Peru começa a julgar impeachment de seu presidente por áudios vazados
O Peru já teve quatro presidentes investigados por corrupção na "Lava-Jato peruana", e o presidente Martín Vizcarra vinha tentando ser uma voz reformista
Carolina Riveira
Publicado em 18 de setembro de 2020 às 13h40.
Última atualização em 18 de setembro de 2020 às 18h39.
O Congresso do Peru começou a julgar nesta sexta-feira, 18, um pedido de impeachment do presidente Martín Vizcarra. A votação deve ser encerrada ainda hoje. Segundo levantamento do jornal El Comercio com os congressistas, a tendência é que o impeachment seja negado e Vizcarra siga no cargo.
O pedido de impeachment aconteceu após o vazamento de alguns áudios de Vizcarra na semana passada. Seu governo teria feito a contratação irregular de um cantor ao custo de algumas dezenas de milhares de dólares. E, nos áudios, o presidente aparece pedindo para que assessores mintam sobre o caso.
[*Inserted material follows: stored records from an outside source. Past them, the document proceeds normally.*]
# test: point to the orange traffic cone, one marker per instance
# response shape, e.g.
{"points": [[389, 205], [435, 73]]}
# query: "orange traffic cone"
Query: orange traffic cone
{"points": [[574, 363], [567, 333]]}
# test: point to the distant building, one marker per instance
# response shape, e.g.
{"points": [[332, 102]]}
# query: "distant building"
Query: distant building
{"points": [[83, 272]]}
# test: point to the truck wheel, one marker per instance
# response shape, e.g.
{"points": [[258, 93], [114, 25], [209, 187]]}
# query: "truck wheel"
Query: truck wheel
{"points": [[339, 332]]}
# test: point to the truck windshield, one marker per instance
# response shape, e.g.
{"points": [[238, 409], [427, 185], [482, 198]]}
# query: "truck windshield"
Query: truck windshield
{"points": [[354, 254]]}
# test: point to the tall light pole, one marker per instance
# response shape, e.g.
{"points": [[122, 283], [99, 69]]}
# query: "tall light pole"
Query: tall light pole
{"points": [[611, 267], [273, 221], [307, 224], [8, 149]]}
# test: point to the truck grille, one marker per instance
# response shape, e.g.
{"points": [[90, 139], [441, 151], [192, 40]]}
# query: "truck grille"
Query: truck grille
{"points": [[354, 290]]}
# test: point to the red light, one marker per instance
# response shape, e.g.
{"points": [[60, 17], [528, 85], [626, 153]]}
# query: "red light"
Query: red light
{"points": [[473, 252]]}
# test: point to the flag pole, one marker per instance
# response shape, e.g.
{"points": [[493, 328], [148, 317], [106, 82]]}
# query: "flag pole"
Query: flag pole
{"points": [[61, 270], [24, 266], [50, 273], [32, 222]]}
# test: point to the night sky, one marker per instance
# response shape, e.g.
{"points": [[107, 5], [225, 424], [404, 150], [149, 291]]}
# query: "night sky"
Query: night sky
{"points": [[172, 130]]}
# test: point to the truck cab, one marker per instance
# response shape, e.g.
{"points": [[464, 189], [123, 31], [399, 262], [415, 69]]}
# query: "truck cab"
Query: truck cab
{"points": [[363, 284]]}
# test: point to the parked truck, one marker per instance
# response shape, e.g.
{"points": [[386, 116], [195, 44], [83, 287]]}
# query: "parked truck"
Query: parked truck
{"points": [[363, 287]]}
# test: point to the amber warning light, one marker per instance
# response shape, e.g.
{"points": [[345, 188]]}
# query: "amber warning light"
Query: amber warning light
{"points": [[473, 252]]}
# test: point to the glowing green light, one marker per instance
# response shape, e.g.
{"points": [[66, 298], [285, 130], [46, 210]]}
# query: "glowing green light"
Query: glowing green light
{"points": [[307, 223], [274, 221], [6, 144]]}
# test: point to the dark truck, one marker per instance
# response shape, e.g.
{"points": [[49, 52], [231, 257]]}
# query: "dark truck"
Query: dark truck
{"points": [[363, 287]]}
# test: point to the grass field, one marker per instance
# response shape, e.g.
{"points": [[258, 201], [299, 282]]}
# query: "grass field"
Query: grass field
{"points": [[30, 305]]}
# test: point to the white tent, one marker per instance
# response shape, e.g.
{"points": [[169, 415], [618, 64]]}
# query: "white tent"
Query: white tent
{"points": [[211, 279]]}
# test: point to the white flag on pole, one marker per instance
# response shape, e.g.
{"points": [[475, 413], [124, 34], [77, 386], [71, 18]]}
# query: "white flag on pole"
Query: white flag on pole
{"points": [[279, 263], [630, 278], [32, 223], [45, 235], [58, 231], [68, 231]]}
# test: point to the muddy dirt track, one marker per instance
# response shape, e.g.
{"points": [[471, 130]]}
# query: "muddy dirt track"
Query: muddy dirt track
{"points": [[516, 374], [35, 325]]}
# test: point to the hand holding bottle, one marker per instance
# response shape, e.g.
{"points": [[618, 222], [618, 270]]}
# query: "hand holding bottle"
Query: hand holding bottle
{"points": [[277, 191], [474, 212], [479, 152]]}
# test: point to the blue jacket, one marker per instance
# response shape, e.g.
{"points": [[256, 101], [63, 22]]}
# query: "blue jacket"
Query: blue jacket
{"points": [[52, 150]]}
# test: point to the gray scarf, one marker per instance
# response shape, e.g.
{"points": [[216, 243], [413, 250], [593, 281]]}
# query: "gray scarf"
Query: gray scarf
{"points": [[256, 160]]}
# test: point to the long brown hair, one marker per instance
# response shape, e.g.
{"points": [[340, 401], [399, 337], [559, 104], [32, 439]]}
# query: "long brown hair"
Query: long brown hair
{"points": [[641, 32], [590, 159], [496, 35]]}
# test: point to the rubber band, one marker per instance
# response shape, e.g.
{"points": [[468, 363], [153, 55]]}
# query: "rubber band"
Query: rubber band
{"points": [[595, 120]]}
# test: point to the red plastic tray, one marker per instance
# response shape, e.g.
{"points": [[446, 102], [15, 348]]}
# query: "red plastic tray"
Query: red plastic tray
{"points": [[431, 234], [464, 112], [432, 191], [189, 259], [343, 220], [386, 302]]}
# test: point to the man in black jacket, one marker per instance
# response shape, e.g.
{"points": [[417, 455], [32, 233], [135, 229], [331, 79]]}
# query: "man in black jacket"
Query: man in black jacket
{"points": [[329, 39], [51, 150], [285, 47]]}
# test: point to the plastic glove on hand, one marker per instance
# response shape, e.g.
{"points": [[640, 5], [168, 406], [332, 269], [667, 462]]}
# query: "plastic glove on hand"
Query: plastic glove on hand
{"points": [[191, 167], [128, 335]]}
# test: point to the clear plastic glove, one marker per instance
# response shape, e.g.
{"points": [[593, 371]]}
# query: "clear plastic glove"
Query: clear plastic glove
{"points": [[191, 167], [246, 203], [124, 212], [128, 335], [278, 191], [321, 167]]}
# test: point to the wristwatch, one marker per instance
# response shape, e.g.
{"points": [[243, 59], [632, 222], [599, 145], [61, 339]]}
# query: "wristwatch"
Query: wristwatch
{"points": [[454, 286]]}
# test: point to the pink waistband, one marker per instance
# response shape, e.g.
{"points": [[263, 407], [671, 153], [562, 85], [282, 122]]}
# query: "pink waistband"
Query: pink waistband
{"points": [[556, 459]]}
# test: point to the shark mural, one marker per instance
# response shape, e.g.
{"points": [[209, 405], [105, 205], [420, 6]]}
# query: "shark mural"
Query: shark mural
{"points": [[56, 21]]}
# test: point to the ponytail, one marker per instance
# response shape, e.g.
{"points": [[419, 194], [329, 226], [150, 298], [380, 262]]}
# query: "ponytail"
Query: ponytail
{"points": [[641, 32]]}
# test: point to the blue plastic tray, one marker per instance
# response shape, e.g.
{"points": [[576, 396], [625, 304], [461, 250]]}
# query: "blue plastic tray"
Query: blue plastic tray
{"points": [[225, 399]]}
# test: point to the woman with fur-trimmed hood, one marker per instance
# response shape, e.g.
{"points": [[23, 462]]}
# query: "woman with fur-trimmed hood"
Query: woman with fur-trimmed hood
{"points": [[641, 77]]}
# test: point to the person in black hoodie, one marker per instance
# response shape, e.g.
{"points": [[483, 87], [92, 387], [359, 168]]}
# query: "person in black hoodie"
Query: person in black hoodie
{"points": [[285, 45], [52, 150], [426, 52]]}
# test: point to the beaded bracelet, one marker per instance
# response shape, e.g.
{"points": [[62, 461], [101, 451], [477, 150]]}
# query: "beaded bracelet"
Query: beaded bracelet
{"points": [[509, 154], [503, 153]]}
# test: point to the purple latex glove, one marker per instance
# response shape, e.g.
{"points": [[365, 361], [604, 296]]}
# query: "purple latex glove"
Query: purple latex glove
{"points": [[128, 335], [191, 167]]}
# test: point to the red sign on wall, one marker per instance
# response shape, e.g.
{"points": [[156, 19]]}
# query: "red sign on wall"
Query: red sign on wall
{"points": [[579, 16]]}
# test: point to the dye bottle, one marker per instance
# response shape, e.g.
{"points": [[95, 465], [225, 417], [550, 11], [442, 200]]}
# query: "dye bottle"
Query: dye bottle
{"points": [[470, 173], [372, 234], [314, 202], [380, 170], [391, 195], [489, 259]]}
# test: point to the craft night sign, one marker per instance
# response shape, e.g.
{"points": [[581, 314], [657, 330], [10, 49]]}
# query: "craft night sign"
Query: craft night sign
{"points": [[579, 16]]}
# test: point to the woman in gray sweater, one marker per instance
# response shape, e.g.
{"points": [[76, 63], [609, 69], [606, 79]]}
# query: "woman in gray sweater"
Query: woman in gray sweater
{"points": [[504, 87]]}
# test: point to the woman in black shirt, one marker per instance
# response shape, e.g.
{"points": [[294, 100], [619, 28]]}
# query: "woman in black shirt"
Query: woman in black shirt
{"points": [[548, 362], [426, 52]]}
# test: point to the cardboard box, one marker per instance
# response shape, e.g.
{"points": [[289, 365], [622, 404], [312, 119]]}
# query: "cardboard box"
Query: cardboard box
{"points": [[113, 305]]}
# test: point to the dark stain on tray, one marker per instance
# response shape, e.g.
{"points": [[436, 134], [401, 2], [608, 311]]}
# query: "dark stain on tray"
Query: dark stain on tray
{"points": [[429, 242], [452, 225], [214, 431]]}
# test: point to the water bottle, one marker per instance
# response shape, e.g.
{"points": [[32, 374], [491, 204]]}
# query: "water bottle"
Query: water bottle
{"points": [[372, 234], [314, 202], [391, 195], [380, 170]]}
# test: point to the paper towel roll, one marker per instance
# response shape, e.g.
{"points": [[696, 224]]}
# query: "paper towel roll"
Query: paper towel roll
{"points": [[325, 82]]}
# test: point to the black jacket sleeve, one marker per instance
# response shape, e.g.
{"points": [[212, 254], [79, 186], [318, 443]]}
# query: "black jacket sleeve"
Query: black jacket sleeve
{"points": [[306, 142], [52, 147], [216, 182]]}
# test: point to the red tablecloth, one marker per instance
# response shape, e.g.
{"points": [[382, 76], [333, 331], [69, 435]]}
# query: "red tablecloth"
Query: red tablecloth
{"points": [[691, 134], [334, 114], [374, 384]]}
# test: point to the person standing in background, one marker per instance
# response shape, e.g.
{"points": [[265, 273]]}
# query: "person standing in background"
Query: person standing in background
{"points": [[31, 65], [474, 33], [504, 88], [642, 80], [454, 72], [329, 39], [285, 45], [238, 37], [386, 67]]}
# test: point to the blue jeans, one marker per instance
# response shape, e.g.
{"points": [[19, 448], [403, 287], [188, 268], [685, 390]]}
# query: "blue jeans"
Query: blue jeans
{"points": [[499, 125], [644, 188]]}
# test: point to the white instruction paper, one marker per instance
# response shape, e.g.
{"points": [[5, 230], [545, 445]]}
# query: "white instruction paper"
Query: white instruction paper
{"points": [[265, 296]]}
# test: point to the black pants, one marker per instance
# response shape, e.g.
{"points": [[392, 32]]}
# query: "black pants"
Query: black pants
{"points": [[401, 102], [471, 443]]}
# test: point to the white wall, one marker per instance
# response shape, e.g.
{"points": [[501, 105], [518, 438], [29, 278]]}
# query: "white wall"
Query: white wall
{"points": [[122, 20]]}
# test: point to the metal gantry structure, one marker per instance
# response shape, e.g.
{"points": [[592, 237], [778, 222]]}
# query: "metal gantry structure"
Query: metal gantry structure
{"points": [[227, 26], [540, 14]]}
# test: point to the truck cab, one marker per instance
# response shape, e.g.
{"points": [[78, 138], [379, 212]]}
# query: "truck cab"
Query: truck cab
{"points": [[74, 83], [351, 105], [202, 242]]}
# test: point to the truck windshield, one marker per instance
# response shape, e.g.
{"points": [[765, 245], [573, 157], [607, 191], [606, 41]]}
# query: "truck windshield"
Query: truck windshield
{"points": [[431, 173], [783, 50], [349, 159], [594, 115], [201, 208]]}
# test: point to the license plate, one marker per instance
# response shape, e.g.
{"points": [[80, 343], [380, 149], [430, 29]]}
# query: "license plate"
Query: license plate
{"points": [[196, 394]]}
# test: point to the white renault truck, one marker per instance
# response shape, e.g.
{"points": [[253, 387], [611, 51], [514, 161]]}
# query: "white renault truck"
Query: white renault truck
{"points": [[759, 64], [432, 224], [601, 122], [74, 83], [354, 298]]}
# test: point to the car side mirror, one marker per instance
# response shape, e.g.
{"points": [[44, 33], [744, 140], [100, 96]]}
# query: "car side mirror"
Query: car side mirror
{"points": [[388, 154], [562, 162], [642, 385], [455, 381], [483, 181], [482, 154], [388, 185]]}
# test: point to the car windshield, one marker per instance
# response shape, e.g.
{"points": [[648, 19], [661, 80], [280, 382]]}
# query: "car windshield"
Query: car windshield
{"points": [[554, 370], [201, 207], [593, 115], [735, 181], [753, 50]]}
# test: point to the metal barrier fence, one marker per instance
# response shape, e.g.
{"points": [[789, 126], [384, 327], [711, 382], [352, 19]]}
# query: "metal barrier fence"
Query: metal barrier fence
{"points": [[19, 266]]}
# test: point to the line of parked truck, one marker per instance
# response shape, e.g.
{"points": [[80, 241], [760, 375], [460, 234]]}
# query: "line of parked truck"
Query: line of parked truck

Até então, Vizcarra, que é de centro-direita, vinha com popularidade alta pelas medidas anticorrupção que vem tentando implementar desde que chegou ao cargo há dois anos.
“Os áudios expostos, sem dúvida, afetam essa imagem anticorrupção. O entorno do presidente já era alvo de questionamentos, como com seu ex-ministro dos Transportes”, diz Samuel Rotta, vice-diretor executivo da organização peruana Proética, capítulo da Transparência Internacional no Peru.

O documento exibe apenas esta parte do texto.